"When I get home people will ask me, 'Hey Hoot, why do you do it man? Why? You some war junkie?' I won't say a goddamn word. Why? They won't understand. They won't understand why we do it. They won't understand that it's about the men next to you, and that's it. That's all it is."
SFC Norm "Hoot" Hooten, 1SFODD
People dole out thousands of dollars each year for seminars and conferences on leadership. Corporations routinely send their employees to these venues in order that they will somehow come away with the magic formula on what it takes to lead others. Sad to say, but I could save these companies a whole lot of money with some simple advice. First, however, we need to agree on what makes a good leader. Is a good leader someone who dictates instructions to others from the relative safety of their corner corporate office? Or, as I believe, is a good leader one who walks and works with those they have been chosen to lead? When one looks at the styles of military leaders, the ones most remembered are the ones who led from the front lines and not from the rear. One of the most celebrated generals in our nations history, General George Patton, made this a common practice during his career. Patton was a soldiers general and his men respected him for that. In my opinion, I would rather work for someone who wasn't afraid to get their pants dirty like the rest of us than someone who killed time in a corporate office. I've seen too many times the weak leadership of those who were disconnected from their frontline workers. I happen to work for such a agency currently. The traditional corporate model on leadership is one who sits at a desk and delegates. I get it. But a corner office does not a leader make. I look at the example of the leadership of our mainstream churches and I cringe. Total corporate business model on top down leadership. The lead pastor dictates to the assistant pastor who dictates to another assistant who...well you get the picture. But is this the way that Jesus wants His church to operate? Is it the desire of the Lord that our churches be run by the top down business model? Is it the Lords desire that there be church leadership at all? If there are no leaders, who is the head of the church? That would be Jesus Himself {Colossians 1:18}.
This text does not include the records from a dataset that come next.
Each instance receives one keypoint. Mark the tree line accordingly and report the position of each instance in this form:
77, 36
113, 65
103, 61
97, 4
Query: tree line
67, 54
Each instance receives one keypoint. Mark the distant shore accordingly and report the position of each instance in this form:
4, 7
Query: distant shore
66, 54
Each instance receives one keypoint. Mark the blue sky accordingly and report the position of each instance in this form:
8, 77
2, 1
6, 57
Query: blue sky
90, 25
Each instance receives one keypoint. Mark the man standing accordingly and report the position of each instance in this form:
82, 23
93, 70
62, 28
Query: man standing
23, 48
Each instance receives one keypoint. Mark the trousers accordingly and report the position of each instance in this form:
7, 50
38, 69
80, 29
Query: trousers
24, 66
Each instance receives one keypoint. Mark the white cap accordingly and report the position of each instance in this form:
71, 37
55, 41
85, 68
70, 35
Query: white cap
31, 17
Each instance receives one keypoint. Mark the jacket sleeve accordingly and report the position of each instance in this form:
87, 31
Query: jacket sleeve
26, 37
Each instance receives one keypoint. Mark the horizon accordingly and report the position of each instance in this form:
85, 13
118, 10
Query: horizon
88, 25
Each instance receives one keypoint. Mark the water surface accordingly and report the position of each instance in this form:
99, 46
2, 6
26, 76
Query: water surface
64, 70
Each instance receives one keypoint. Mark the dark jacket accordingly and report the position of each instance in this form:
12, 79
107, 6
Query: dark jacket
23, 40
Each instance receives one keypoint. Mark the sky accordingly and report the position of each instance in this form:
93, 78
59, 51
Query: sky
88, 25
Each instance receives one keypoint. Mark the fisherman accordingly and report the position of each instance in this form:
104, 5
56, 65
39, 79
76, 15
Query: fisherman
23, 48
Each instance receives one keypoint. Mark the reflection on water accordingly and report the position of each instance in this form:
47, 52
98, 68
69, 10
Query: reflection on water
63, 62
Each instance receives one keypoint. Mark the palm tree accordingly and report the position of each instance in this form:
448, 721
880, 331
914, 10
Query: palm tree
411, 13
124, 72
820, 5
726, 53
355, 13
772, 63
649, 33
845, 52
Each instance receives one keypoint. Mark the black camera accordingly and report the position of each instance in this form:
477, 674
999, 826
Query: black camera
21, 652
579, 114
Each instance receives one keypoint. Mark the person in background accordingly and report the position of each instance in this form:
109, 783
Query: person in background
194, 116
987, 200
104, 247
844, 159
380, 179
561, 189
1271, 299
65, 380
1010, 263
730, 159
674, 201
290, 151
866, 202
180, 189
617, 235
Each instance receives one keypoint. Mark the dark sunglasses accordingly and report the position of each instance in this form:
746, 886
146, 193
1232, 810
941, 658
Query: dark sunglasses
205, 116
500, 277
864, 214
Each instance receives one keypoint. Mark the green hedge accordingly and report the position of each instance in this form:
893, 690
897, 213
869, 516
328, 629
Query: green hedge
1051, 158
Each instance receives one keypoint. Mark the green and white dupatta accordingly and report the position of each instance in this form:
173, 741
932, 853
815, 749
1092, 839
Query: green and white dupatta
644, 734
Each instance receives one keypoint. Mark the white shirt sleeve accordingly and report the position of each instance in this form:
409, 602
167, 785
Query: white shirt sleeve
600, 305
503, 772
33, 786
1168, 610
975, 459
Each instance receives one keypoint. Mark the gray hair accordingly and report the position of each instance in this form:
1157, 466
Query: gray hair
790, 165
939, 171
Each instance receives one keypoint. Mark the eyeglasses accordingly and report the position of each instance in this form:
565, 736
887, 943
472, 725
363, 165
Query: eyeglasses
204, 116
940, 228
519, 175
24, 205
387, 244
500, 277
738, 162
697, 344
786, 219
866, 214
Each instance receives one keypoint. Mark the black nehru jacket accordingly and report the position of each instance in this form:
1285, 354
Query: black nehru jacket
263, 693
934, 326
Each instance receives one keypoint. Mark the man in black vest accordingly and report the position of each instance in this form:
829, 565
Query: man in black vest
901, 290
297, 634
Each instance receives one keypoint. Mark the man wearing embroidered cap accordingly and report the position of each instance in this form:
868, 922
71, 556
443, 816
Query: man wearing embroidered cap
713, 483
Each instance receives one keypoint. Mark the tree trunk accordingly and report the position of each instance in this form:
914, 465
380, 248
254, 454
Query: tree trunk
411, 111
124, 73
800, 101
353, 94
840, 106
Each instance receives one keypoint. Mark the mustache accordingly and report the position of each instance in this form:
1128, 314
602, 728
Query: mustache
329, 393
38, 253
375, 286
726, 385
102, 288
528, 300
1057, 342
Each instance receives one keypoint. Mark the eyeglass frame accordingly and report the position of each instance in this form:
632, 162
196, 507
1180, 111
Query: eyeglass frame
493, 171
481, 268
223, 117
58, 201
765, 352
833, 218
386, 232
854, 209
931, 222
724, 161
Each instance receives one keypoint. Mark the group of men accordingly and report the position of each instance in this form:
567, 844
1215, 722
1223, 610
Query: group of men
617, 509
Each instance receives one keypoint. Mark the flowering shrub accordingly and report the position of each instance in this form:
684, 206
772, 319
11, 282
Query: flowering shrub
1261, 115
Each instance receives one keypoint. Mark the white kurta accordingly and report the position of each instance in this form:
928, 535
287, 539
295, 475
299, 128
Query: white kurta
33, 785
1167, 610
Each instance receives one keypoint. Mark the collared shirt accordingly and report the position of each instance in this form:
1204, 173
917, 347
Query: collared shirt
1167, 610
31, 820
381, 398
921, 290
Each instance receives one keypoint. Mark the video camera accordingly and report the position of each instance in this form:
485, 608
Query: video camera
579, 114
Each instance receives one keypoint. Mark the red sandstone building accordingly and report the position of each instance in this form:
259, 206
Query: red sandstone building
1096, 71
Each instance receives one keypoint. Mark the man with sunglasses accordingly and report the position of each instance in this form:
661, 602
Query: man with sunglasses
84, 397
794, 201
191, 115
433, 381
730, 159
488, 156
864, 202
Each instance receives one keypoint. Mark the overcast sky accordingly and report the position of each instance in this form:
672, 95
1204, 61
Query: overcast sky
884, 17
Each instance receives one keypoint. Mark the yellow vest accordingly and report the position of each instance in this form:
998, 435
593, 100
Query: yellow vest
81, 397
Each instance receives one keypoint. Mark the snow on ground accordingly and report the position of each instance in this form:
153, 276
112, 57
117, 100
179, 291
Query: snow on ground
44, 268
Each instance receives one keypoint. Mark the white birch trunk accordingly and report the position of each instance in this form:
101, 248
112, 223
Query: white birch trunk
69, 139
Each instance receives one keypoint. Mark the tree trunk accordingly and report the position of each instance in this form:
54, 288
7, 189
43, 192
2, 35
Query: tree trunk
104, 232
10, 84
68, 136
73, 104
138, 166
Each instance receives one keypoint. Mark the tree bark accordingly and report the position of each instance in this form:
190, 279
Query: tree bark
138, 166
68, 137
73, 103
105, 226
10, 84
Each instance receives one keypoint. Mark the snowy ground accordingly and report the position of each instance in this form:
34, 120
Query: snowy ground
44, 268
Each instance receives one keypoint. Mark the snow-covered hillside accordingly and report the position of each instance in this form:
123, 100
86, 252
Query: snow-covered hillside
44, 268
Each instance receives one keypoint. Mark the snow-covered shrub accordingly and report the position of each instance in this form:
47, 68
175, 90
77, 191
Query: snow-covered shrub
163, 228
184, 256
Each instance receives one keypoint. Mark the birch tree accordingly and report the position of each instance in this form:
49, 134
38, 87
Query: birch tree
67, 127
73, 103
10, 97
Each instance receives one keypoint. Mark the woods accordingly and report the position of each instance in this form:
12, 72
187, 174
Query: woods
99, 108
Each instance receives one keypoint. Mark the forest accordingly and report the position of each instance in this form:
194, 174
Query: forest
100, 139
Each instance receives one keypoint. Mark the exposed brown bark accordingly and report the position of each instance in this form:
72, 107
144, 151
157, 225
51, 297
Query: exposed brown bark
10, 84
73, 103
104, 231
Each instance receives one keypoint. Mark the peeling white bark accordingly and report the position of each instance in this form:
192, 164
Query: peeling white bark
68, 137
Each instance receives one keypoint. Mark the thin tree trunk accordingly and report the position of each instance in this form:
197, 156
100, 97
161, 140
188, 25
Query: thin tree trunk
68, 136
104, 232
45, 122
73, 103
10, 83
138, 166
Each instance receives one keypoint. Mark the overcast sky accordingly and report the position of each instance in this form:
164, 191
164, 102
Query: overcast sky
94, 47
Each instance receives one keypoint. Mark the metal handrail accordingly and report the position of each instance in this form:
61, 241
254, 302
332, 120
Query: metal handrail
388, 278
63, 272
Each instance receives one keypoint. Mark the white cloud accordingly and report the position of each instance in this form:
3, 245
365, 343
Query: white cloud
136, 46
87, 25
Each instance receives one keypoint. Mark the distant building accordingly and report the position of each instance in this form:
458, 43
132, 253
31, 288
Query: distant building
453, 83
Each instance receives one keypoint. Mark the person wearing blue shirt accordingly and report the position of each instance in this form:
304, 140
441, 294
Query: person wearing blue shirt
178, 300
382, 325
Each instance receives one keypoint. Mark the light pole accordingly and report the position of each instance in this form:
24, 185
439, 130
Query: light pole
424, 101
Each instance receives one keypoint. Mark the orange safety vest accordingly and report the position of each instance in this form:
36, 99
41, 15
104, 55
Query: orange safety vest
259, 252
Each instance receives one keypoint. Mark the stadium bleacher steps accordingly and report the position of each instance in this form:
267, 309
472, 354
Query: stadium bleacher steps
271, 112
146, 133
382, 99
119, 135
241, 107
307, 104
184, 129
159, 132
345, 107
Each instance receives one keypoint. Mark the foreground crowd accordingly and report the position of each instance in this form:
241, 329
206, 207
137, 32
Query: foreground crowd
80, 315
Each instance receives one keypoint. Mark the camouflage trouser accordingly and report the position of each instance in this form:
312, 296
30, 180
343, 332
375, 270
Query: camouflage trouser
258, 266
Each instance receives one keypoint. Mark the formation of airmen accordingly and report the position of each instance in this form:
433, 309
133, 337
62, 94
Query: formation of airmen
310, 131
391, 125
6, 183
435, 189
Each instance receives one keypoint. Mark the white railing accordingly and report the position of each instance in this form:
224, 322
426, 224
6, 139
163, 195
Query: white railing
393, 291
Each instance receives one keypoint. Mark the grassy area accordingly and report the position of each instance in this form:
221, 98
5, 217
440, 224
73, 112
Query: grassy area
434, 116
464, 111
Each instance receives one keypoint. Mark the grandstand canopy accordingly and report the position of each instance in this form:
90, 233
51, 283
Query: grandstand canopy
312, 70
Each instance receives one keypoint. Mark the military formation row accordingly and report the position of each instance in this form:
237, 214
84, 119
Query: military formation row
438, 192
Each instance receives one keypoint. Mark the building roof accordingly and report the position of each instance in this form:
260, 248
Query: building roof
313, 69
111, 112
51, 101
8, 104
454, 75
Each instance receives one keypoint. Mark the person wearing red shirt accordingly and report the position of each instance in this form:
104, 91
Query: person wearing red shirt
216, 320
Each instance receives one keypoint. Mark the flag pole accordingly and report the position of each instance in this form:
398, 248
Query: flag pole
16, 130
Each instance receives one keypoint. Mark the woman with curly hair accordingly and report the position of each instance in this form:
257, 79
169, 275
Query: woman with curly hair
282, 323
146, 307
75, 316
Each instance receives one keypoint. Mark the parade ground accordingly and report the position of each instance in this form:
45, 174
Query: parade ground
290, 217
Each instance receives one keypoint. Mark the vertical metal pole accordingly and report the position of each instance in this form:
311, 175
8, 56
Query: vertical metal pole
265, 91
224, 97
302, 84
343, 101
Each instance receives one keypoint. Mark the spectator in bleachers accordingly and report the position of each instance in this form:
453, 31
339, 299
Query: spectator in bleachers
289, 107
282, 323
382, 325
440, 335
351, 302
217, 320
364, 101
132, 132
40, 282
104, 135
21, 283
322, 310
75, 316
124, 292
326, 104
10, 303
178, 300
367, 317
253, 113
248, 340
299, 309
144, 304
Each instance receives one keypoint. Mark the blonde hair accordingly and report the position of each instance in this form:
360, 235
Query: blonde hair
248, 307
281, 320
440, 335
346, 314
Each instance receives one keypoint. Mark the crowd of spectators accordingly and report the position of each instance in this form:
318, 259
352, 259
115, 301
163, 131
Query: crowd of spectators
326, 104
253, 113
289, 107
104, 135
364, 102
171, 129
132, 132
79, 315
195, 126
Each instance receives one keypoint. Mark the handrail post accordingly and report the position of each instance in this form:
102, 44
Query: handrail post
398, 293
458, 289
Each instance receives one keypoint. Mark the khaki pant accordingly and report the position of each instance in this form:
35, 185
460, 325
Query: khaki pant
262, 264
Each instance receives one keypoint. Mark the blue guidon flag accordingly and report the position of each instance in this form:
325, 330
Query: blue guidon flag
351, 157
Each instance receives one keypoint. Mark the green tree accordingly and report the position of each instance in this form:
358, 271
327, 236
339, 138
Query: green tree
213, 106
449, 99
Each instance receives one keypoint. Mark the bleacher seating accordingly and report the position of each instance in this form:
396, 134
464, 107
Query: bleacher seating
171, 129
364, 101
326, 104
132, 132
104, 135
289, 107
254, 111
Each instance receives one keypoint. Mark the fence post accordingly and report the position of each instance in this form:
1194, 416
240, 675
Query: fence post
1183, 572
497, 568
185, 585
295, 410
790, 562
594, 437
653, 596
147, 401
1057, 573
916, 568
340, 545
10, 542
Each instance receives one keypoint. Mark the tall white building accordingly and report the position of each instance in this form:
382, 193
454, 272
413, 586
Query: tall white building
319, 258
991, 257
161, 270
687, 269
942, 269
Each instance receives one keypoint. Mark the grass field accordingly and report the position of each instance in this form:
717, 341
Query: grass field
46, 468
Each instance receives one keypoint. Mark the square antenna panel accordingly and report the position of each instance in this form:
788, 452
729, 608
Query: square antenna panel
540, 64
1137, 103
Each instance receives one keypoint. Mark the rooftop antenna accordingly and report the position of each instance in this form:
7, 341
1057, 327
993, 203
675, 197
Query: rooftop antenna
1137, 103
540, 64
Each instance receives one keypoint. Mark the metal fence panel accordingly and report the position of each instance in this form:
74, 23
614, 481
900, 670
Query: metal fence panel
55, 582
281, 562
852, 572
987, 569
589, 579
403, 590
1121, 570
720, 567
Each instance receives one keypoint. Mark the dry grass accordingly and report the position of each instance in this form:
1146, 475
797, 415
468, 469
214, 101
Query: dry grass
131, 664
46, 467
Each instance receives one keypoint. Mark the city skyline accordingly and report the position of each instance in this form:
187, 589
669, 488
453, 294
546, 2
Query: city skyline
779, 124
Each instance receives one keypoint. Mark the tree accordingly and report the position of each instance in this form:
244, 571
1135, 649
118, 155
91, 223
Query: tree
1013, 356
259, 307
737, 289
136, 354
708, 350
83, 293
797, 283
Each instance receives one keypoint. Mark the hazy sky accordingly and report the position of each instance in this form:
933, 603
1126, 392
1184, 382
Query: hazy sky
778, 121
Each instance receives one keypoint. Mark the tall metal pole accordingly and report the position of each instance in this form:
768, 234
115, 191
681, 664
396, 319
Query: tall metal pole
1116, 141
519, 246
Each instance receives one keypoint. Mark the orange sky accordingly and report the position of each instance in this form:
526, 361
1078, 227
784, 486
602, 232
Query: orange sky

Now Jesus calling them to Him said, "You are aware that the chiefs of the nations are lording it over them, and the great are coercing them. Not thus is it to be among you. But whosoever may be wanting to become great among you, let him be your servant, and whoever may be wanting to be foremost among you, let him be your slave, even so as the Son of Mankind came, not to be served but to serve, and to give His soul a ransom for many."
Matthew 20: 25-28, Concordant New Testament
I look at the leadership model of Jesus and I see something we could all learn from. For Jesus did not seek to Lord Himself over those who followed Him. I'm thinking He would not have been too comfortable in some corner office somewhere dictating His desires upon others. From the beginning Jesus presented Himself as lowly and meek. Born in a manger. Raised in a modest family. The birth and life of Jesus was not what one might expect of a chosen messiah or king. But I'm certain that this is the way our heavenly Father intended it to be. Jesus did not lead His disciples by edict, but by example. Wherever His disciples traveled, Jesus was there with them. They shared meals by the sea. Conversations along dusty roads. Jesus called on those who followed Him to learn from Him. He is the textbook definition of learning by example. Then again, what corporate executive would be caught dead comparing themselves to their underlings? What corporate model advocates leading from the bottom up? Yet this is what we get with Jesus. It is Jesus, the Son of God, who makes His home in us today {Galatians 2:20}. It seems to me that this has less to do with leadership and more to do with relationship. In the corporate model, relationships are definitely frowned upon.
Who being inherently in the form of God, deems it not pillaging to be equal with God, nevertheless empties Himself, taking the form of a slave, coming to be in the likeness of humanity, and, being found in fashion as a human, He humbles Himself, being obedient unto death, even the death of the cross.